I have been paying careful attention to book publishing for long enough that I know that categories and genres shift and change. But there's something a little disingenuous about the frequency with which someone comes along and just wants to ask what a romance is. Now, I know what the RWA definition is, and I know that the definition has at times been in flux, and there were times when I would have disagreed with some of the parameters that other people at or within RWA wanted to put around it. But the two things that have remained consistent is that a central (ie cannot be removed without the story feeling empty) part of the plot is the development of a romantic relationship between or among characters, and that their relationship ends in an emotionally satisfying way.
So, where I think there is plenty of room for discussion is how much centrality do you need. I've read books that I thought involved much smooching, but seemed more about something else. I've read books where the smooching and the something else seemed to get equal time, And I've read books that were all smoochy smoochy.
I think there's even room for healthy and interesting discussion about emotionally satisfying. There are lots of great discussions about whether X character groveled enough for this or that reader to buy into the future relationship happiness. There are folks who really only want to read characters who find happiness in legally binding documents and possibly even babies. There are readers who hate baby epilogues.
But the disingenuous part is that every other month or so (I think, time is weird) someone will be like, well but what if one of the characters is dead at the end, but their ghost visits and everyone's really happy? Or what if the characters are all in a happy romantic relationship at the end of the book, it's just not with the groupings the whole book was about? So now character X is with character B and character A is with character Y, but there were hints all along even though the entire story was about A falling in love with B and X falling in love with Y? Or what if character A is super happy because they got a new job and now they don't mind that things didn't work out relationship-wise?
And it's kind of exhausting. All of those sound to me like really cool stories. They just aren't romances.
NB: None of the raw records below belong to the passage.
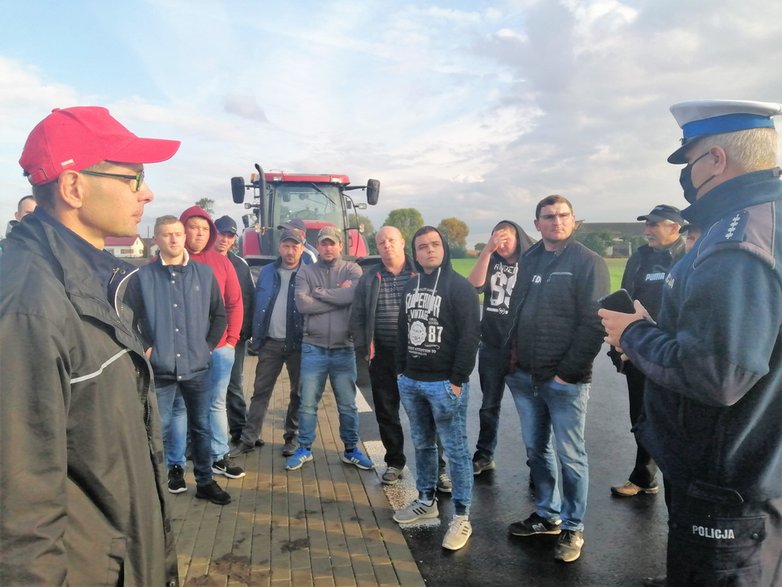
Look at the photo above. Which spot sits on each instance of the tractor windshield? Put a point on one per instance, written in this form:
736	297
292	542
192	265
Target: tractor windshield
308	202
And I have to say, I don't see folks going, but what if I wrote a sci-fi but none of the new tech was on the page, but like, I thought really hard about it? Or what if I wrote a murder mystery and never solved the mystery? I'm reinventing the genre.
Here's the thing - genre and age categories are there to help readers find the kinds of books they want. If you went to a store, bought a thing marked laundry detergent and got home and discovered inside it was really milk, you wouldn't be like, wow - so unexpected! You would return it. Because you need laundry detergent.
And yes, there are products that you can use to wash clothes and other things too, because they are multifaceted. But they are clearly marked. Those product makers understand that the beauty of the product is that is a little of this and a little of that. And they don't try to trick shoppers, they try to entice them with the very things that make their product unusual. Readers want the same.
Because honestly the only reason that people want to trick romance readers is because romance readers read a lot. So they want romance readers' money without having to, yanno, write a real romance. Except romance readers read a lot outside their genre too. And like reading things outside their genre that involve relationships. That's all you need to say to grab the readers looking for your kind of book. Stop trying to put milk in the detergent bottle.